Demnach besteht ein eigenständiges Aufenthaltsrecht des Antragstellers zu 3, der freilich als Familienangehöriger des Antragstellers zu 1 bereits über ein abgeleitetes Aufenthaltsrecht aus § 3 Abs. 1 Satz 1 FreizügigkeitsG/EU verfügt: Der Antragsteller zu 3 ist Kind des Antragstellers zu 1. Dieser wiederum ist ein EU-Bürger rumänischer Staatsangehörigkeit, der als Wanderarbeiter ein Aufenthaltsrecht im Bundesgebiet hat, denn er ist nach den Angaben im Erstantrag jedenfalls seit dem 2. Juni 2014 sozialversicherungspflichtig im Bundesgebiet beschäftigt und übt derzeit eine durch Arbeitsvertrag belegte Tätigkeit als Packer bei der Fa.

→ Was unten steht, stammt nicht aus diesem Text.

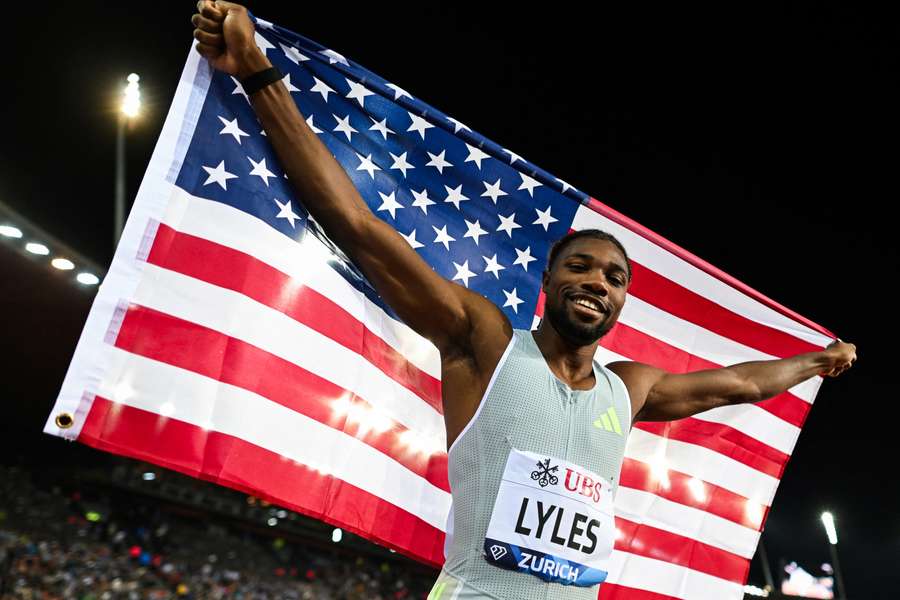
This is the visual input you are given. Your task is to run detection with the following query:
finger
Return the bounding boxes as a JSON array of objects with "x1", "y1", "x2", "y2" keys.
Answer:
[
  {"x1": 198, "y1": 0, "x2": 226, "y2": 21},
  {"x1": 195, "y1": 42, "x2": 223, "y2": 60},
  {"x1": 194, "y1": 28, "x2": 224, "y2": 47},
  {"x1": 192, "y1": 13, "x2": 223, "y2": 33}
]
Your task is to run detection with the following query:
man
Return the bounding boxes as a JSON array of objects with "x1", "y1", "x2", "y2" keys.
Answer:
[{"x1": 191, "y1": 3, "x2": 857, "y2": 598}]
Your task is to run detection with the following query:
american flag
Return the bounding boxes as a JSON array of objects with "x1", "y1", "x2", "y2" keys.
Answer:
[{"x1": 47, "y1": 16, "x2": 836, "y2": 600}]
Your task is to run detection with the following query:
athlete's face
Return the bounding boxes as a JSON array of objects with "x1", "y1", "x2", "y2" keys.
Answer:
[{"x1": 542, "y1": 238, "x2": 629, "y2": 345}]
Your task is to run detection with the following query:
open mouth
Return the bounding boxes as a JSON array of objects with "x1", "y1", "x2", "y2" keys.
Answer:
[{"x1": 568, "y1": 293, "x2": 607, "y2": 317}]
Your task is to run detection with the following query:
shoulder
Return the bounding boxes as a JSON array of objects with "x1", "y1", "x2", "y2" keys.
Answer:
[{"x1": 605, "y1": 361, "x2": 668, "y2": 421}]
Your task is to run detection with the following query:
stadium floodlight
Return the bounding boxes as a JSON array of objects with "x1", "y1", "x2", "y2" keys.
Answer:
[
  {"x1": 77, "y1": 273, "x2": 100, "y2": 285},
  {"x1": 122, "y1": 73, "x2": 141, "y2": 118},
  {"x1": 142, "y1": 472, "x2": 156, "y2": 481},
  {"x1": 332, "y1": 528, "x2": 342, "y2": 543},
  {"x1": 51, "y1": 258, "x2": 75, "y2": 270},
  {"x1": 267, "y1": 517, "x2": 278, "y2": 527},
  {"x1": 0, "y1": 225, "x2": 22, "y2": 238},
  {"x1": 821, "y1": 511, "x2": 838, "y2": 545},
  {"x1": 25, "y1": 242, "x2": 49, "y2": 255}
]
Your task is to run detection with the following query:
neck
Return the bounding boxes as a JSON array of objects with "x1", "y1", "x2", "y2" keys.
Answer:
[{"x1": 532, "y1": 320, "x2": 599, "y2": 388}]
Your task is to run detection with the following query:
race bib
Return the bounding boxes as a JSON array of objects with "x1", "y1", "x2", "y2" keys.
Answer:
[{"x1": 483, "y1": 448, "x2": 615, "y2": 587}]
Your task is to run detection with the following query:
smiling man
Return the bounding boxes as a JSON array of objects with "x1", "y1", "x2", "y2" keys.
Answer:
[{"x1": 192, "y1": 2, "x2": 858, "y2": 599}]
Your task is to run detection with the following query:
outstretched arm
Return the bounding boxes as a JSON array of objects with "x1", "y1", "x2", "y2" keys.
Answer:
[{"x1": 609, "y1": 340, "x2": 857, "y2": 422}]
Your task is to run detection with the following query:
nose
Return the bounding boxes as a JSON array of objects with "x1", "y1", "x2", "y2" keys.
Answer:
[{"x1": 581, "y1": 273, "x2": 609, "y2": 297}]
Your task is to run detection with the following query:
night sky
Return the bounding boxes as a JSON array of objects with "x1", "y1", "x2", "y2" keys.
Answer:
[{"x1": 2, "y1": 2, "x2": 897, "y2": 597}]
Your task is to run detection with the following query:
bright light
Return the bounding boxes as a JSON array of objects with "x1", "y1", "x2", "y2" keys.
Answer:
[
  {"x1": 142, "y1": 472, "x2": 156, "y2": 481},
  {"x1": 821, "y1": 511, "x2": 838, "y2": 545},
  {"x1": 77, "y1": 273, "x2": 100, "y2": 285},
  {"x1": 648, "y1": 449, "x2": 670, "y2": 490},
  {"x1": 743, "y1": 584, "x2": 769, "y2": 597},
  {"x1": 687, "y1": 477, "x2": 707, "y2": 503},
  {"x1": 25, "y1": 242, "x2": 49, "y2": 255},
  {"x1": 331, "y1": 396, "x2": 393, "y2": 436},
  {"x1": 745, "y1": 499, "x2": 765, "y2": 528},
  {"x1": 398, "y1": 428, "x2": 444, "y2": 457},
  {"x1": 0, "y1": 225, "x2": 22, "y2": 238},
  {"x1": 122, "y1": 73, "x2": 141, "y2": 117},
  {"x1": 267, "y1": 517, "x2": 277, "y2": 527},
  {"x1": 276, "y1": 510, "x2": 287, "y2": 519},
  {"x1": 86, "y1": 511, "x2": 102, "y2": 522},
  {"x1": 331, "y1": 528, "x2": 342, "y2": 543},
  {"x1": 51, "y1": 258, "x2": 75, "y2": 270},
  {"x1": 159, "y1": 402, "x2": 175, "y2": 417}
]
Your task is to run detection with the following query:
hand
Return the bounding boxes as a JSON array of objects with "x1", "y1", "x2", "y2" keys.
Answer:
[
  {"x1": 821, "y1": 339, "x2": 857, "y2": 377},
  {"x1": 192, "y1": 1, "x2": 270, "y2": 78}
]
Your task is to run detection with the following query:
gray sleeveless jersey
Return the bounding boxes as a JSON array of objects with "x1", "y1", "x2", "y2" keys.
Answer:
[{"x1": 436, "y1": 329, "x2": 632, "y2": 600}]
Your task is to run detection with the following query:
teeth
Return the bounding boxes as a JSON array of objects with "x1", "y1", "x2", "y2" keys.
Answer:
[{"x1": 574, "y1": 298, "x2": 601, "y2": 311}]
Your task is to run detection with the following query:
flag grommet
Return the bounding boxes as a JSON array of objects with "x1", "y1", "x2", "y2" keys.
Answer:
[{"x1": 54, "y1": 412, "x2": 74, "y2": 429}]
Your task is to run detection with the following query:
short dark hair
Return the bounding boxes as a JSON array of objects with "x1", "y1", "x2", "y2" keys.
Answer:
[{"x1": 545, "y1": 229, "x2": 632, "y2": 280}]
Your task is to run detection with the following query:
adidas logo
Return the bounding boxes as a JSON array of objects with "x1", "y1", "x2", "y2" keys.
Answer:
[{"x1": 593, "y1": 406, "x2": 622, "y2": 436}]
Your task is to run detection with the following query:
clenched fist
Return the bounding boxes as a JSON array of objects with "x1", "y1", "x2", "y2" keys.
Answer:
[
  {"x1": 821, "y1": 339, "x2": 857, "y2": 377},
  {"x1": 192, "y1": 1, "x2": 271, "y2": 78}
]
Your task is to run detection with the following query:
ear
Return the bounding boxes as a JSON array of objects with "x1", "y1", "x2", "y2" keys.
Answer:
[{"x1": 541, "y1": 269, "x2": 550, "y2": 292}]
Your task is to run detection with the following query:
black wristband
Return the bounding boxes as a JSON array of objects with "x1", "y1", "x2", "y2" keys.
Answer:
[{"x1": 241, "y1": 66, "x2": 284, "y2": 96}]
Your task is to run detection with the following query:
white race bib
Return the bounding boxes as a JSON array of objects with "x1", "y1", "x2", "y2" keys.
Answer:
[{"x1": 483, "y1": 448, "x2": 615, "y2": 587}]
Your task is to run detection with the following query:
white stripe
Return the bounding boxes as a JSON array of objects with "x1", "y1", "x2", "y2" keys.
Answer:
[
  {"x1": 625, "y1": 427, "x2": 779, "y2": 506},
  {"x1": 99, "y1": 347, "x2": 451, "y2": 530},
  {"x1": 573, "y1": 205, "x2": 833, "y2": 349},
  {"x1": 614, "y1": 487, "x2": 759, "y2": 559},
  {"x1": 133, "y1": 263, "x2": 446, "y2": 443},
  {"x1": 620, "y1": 294, "x2": 822, "y2": 403},
  {"x1": 163, "y1": 188, "x2": 441, "y2": 379},
  {"x1": 608, "y1": 550, "x2": 743, "y2": 599}
]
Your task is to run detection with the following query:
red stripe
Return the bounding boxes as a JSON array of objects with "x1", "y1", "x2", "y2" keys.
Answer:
[
  {"x1": 78, "y1": 396, "x2": 446, "y2": 566},
  {"x1": 619, "y1": 458, "x2": 765, "y2": 530},
  {"x1": 614, "y1": 517, "x2": 749, "y2": 584},
  {"x1": 599, "y1": 583, "x2": 680, "y2": 600},
  {"x1": 604, "y1": 321, "x2": 811, "y2": 429},
  {"x1": 584, "y1": 197, "x2": 834, "y2": 339},
  {"x1": 113, "y1": 304, "x2": 450, "y2": 492},
  {"x1": 146, "y1": 223, "x2": 443, "y2": 414}
]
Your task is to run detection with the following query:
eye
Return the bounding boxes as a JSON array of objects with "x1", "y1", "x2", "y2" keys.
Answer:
[{"x1": 567, "y1": 263, "x2": 587, "y2": 271}]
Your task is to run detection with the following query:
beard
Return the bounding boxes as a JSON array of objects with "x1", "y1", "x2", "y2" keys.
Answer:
[{"x1": 544, "y1": 297, "x2": 615, "y2": 346}]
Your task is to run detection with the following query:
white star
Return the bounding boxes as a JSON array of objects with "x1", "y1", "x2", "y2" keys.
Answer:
[
  {"x1": 376, "y1": 191, "x2": 403, "y2": 219},
  {"x1": 533, "y1": 206, "x2": 558, "y2": 231},
  {"x1": 407, "y1": 112, "x2": 434, "y2": 140},
  {"x1": 502, "y1": 288, "x2": 524, "y2": 313},
  {"x1": 463, "y1": 219, "x2": 488, "y2": 245},
  {"x1": 248, "y1": 156, "x2": 276, "y2": 186},
  {"x1": 401, "y1": 229, "x2": 424, "y2": 249},
  {"x1": 218, "y1": 116, "x2": 249, "y2": 144},
  {"x1": 230, "y1": 77, "x2": 248, "y2": 102},
  {"x1": 426, "y1": 150, "x2": 453, "y2": 174},
  {"x1": 513, "y1": 246, "x2": 537, "y2": 271},
  {"x1": 279, "y1": 43, "x2": 309, "y2": 64},
  {"x1": 481, "y1": 178, "x2": 507, "y2": 204},
  {"x1": 443, "y1": 184, "x2": 469, "y2": 210},
  {"x1": 465, "y1": 144, "x2": 491, "y2": 170},
  {"x1": 503, "y1": 148, "x2": 524, "y2": 164},
  {"x1": 254, "y1": 32, "x2": 275, "y2": 54},
  {"x1": 202, "y1": 160, "x2": 237, "y2": 190},
  {"x1": 370, "y1": 117, "x2": 395, "y2": 140},
  {"x1": 387, "y1": 83, "x2": 412, "y2": 101},
  {"x1": 310, "y1": 77, "x2": 336, "y2": 102},
  {"x1": 432, "y1": 225, "x2": 456, "y2": 251},
  {"x1": 256, "y1": 18, "x2": 274, "y2": 29},
  {"x1": 448, "y1": 117, "x2": 470, "y2": 133},
  {"x1": 273, "y1": 198, "x2": 300, "y2": 228},
  {"x1": 355, "y1": 153, "x2": 381, "y2": 179},
  {"x1": 410, "y1": 189, "x2": 435, "y2": 214},
  {"x1": 496, "y1": 212, "x2": 521, "y2": 238},
  {"x1": 306, "y1": 115, "x2": 323, "y2": 134},
  {"x1": 452, "y1": 260, "x2": 477, "y2": 288},
  {"x1": 556, "y1": 178, "x2": 573, "y2": 193},
  {"x1": 345, "y1": 79, "x2": 375, "y2": 107},
  {"x1": 483, "y1": 254, "x2": 505, "y2": 279},
  {"x1": 282, "y1": 73, "x2": 300, "y2": 93},
  {"x1": 518, "y1": 173, "x2": 542, "y2": 197},
  {"x1": 333, "y1": 114, "x2": 357, "y2": 142},
  {"x1": 321, "y1": 48, "x2": 349, "y2": 66},
  {"x1": 389, "y1": 152, "x2": 414, "y2": 177}
]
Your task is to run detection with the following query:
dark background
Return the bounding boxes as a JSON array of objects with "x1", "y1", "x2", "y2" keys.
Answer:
[{"x1": 2, "y1": 1, "x2": 897, "y2": 597}]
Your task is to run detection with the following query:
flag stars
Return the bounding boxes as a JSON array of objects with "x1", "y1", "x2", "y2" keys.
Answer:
[
  {"x1": 248, "y1": 157, "x2": 276, "y2": 186},
  {"x1": 463, "y1": 219, "x2": 488, "y2": 245},
  {"x1": 376, "y1": 191, "x2": 404, "y2": 219},
  {"x1": 217, "y1": 116, "x2": 249, "y2": 144},
  {"x1": 443, "y1": 184, "x2": 469, "y2": 210},
  {"x1": 280, "y1": 43, "x2": 309, "y2": 64},
  {"x1": 426, "y1": 150, "x2": 453, "y2": 174},
  {"x1": 513, "y1": 246, "x2": 537, "y2": 271},
  {"x1": 556, "y1": 177, "x2": 573, "y2": 193},
  {"x1": 448, "y1": 117, "x2": 470, "y2": 133},
  {"x1": 533, "y1": 206, "x2": 558, "y2": 231},
  {"x1": 311, "y1": 77, "x2": 336, "y2": 102},
  {"x1": 503, "y1": 288, "x2": 524, "y2": 313},
  {"x1": 432, "y1": 225, "x2": 456, "y2": 251},
  {"x1": 401, "y1": 229, "x2": 424, "y2": 249},
  {"x1": 370, "y1": 117, "x2": 395, "y2": 140},
  {"x1": 321, "y1": 48, "x2": 349, "y2": 66},
  {"x1": 410, "y1": 189, "x2": 435, "y2": 214},
  {"x1": 254, "y1": 32, "x2": 275, "y2": 54},
  {"x1": 481, "y1": 178, "x2": 507, "y2": 204},
  {"x1": 518, "y1": 173, "x2": 542, "y2": 197},
  {"x1": 465, "y1": 144, "x2": 491, "y2": 170},
  {"x1": 503, "y1": 148, "x2": 524, "y2": 164},
  {"x1": 230, "y1": 77, "x2": 248, "y2": 102},
  {"x1": 483, "y1": 254, "x2": 506, "y2": 279},
  {"x1": 346, "y1": 79, "x2": 375, "y2": 107},
  {"x1": 452, "y1": 260, "x2": 477, "y2": 288},
  {"x1": 407, "y1": 112, "x2": 434, "y2": 140},
  {"x1": 387, "y1": 83, "x2": 412, "y2": 101},
  {"x1": 496, "y1": 212, "x2": 521, "y2": 238},
  {"x1": 273, "y1": 198, "x2": 301, "y2": 228},
  {"x1": 333, "y1": 114, "x2": 358, "y2": 142},
  {"x1": 306, "y1": 115, "x2": 323, "y2": 134},
  {"x1": 355, "y1": 153, "x2": 381, "y2": 179},
  {"x1": 389, "y1": 152, "x2": 414, "y2": 178},
  {"x1": 202, "y1": 160, "x2": 238, "y2": 190},
  {"x1": 281, "y1": 73, "x2": 300, "y2": 93}
]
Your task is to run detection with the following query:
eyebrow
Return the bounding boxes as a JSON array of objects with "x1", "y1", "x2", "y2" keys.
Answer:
[{"x1": 566, "y1": 253, "x2": 628, "y2": 275}]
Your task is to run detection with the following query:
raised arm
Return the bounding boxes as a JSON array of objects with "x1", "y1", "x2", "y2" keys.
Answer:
[
  {"x1": 191, "y1": 1, "x2": 509, "y2": 357},
  {"x1": 609, "y1": 340, "x2": 857, "y2": 422}
]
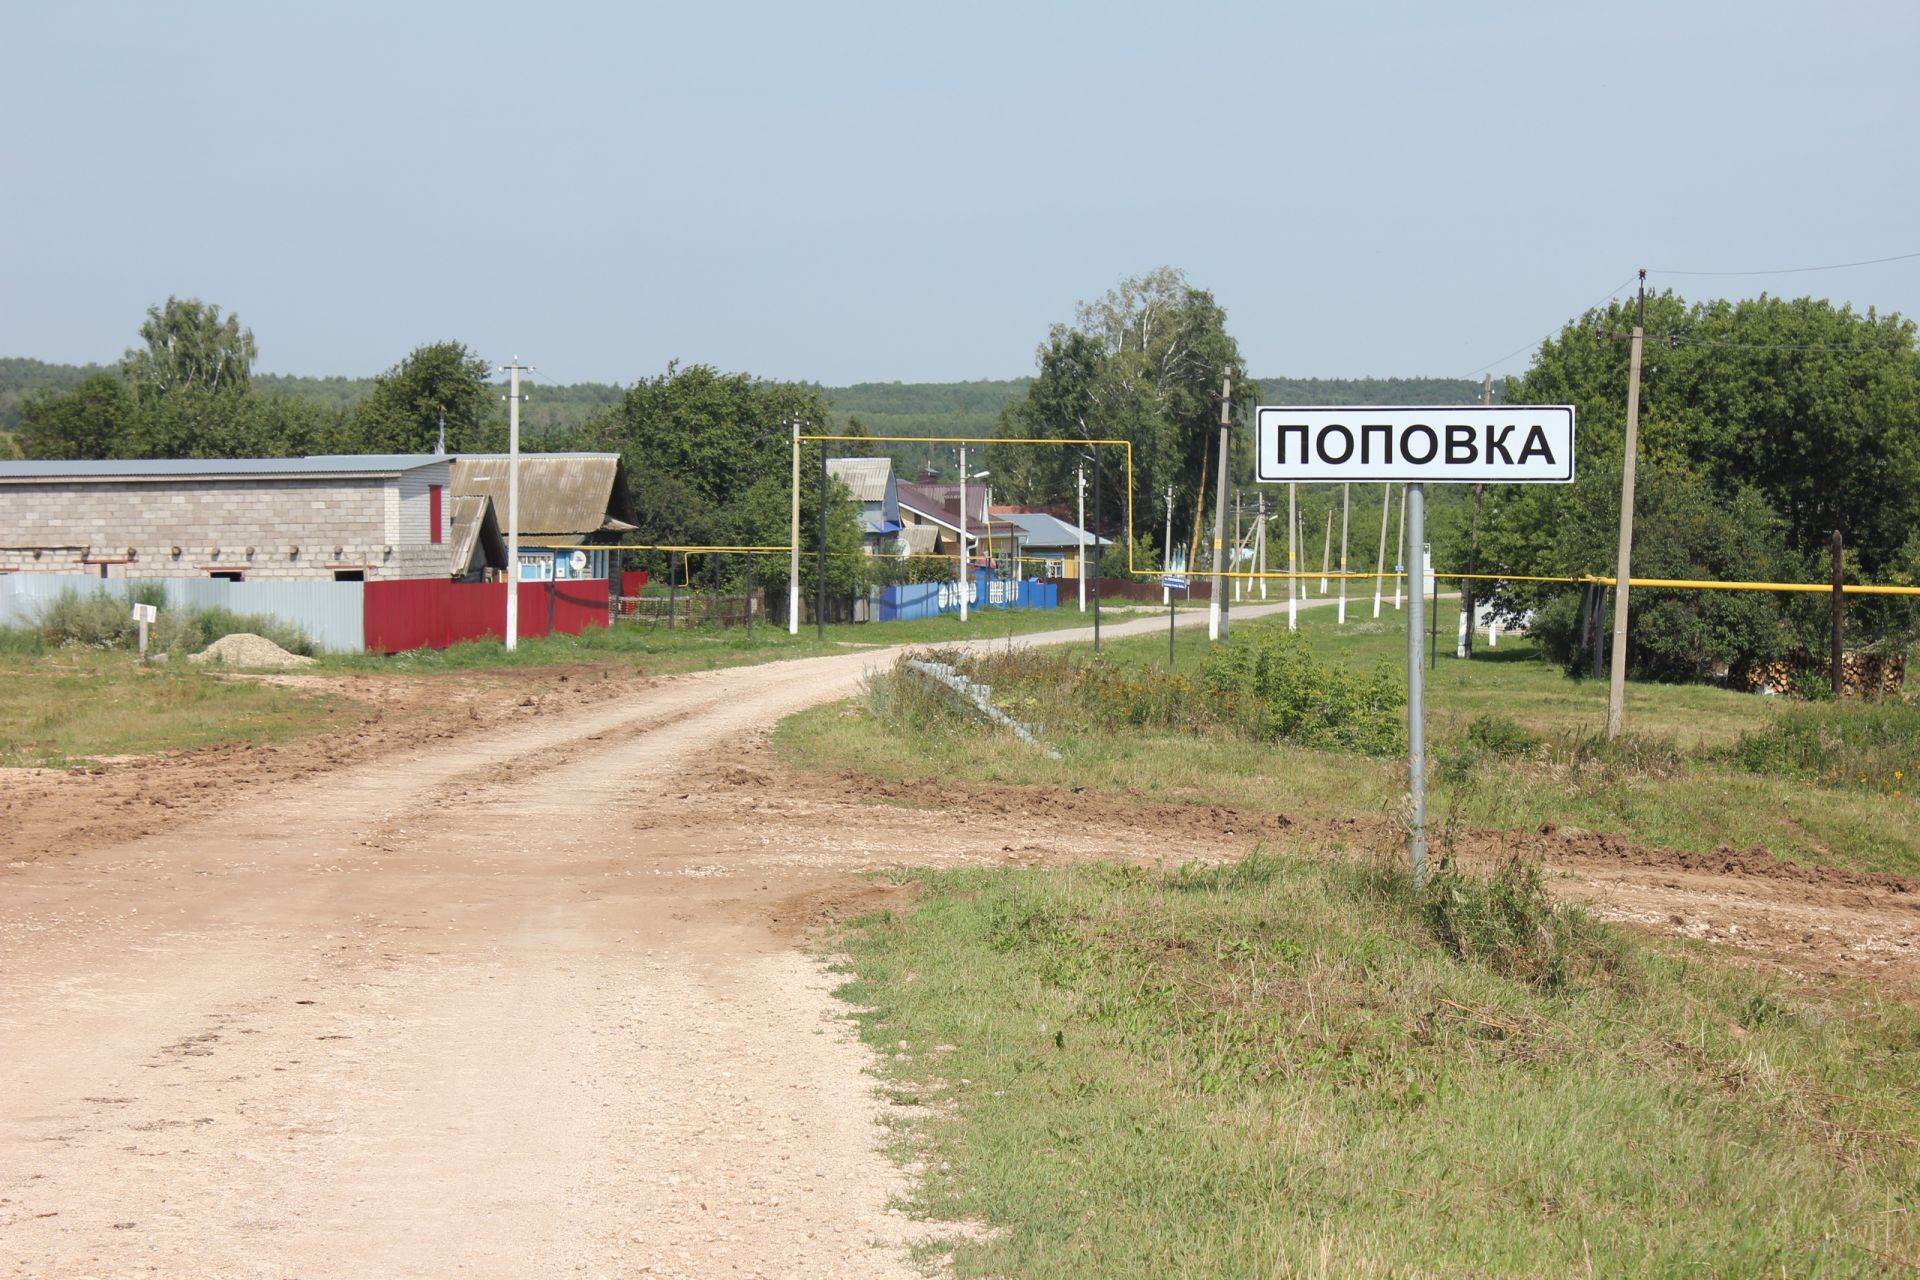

K. Logistik aus; der Arbeitnehmerstatus des Antragstellers zu 1 dürfte im Übrigen vom Antragsgegner nicht angezweifelt werden, der ihm aktuell Leistungen gewährt. Ausweislich der vorliegenden Meldeunterlagen zog der Antragsteller zu 3 ebenso wie die Antragstellerin zu 2 erst (wieder) am 20. November 2014 nach Deutschland und damit zu einem Zeitpunkt, zu dem der Arbeitnehmerstatus des Antragstellers zu 1 bereits bestand. Der Antragsteller zu 3 nimmt schließlich aktuell sein Schulbesuchsrechts war. Ausweislich der Schulbescheinigung vom 19. März 2015 besucht er als Vorschüler voraussichtlich bis zum 31. Juli 2015 die Ganztagsschule F., eine allgemeine Schule. Dass für den 5-jährigen Antragsteller zu 3 noch keine Schulpflicht besteht, ist insoweit ohne Belang. Es gibt schließlich keinerlei Anlass anzunehmen, der erst von gut acht Wochen bescheinigte Schulbesuch finde nicht mehr oder nicht regelmäßig statt.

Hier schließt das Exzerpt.